To date, the Bloomberg American Health Initiative has supported 389 Bloomberg Fellows representing 305 collaborating organizations from 43 states, Washington, D.C., and two territories that include law enforcement agencies, libraries, community-based organizations, and local health departments. The Initiative has also supported more than 300 grants to Bloomberg School faculty, students, and outside organizations.

“The U.S. has still not recovered from the tragic decline in life expectancy that began even before the pandemic, making the need for strong health leadership greater than ever,” said Michael R. Bloomberg, founder of Bloomberg LP and Bloomberg Philanthropies, and WHO Global Ambassador for Noncommunicable Diseases and Injuries. “We are glad to support these fellows as they work across disciplines to make their communities healthier and stronger.”

The Bloomberg Fellowship program provides full scholarships for full- or part-time study through the Bloomberg American Health Initiative. The fellows’ current organization, or where they’re currently employed, supports them in this work, collaborates with the Initiative, and plays a key role in the program.

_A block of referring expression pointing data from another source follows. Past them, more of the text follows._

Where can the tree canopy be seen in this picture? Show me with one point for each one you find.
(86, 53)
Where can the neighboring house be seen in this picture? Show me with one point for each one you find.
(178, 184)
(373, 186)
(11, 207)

“The Bloomberg Fellowship represents people from every corner of the country, territories, and tribal nations that are committed to advancing health and equity in their communities,” said Michelle Spencer, MS, deputy director of the Bloomberg American Health Initiative and Practice Professor in the Bloomberg School’s Department of Health Policy and Management. “I am thrilled that this new class will continue to bring public health tools and solutions across all of our nation’s challenges.”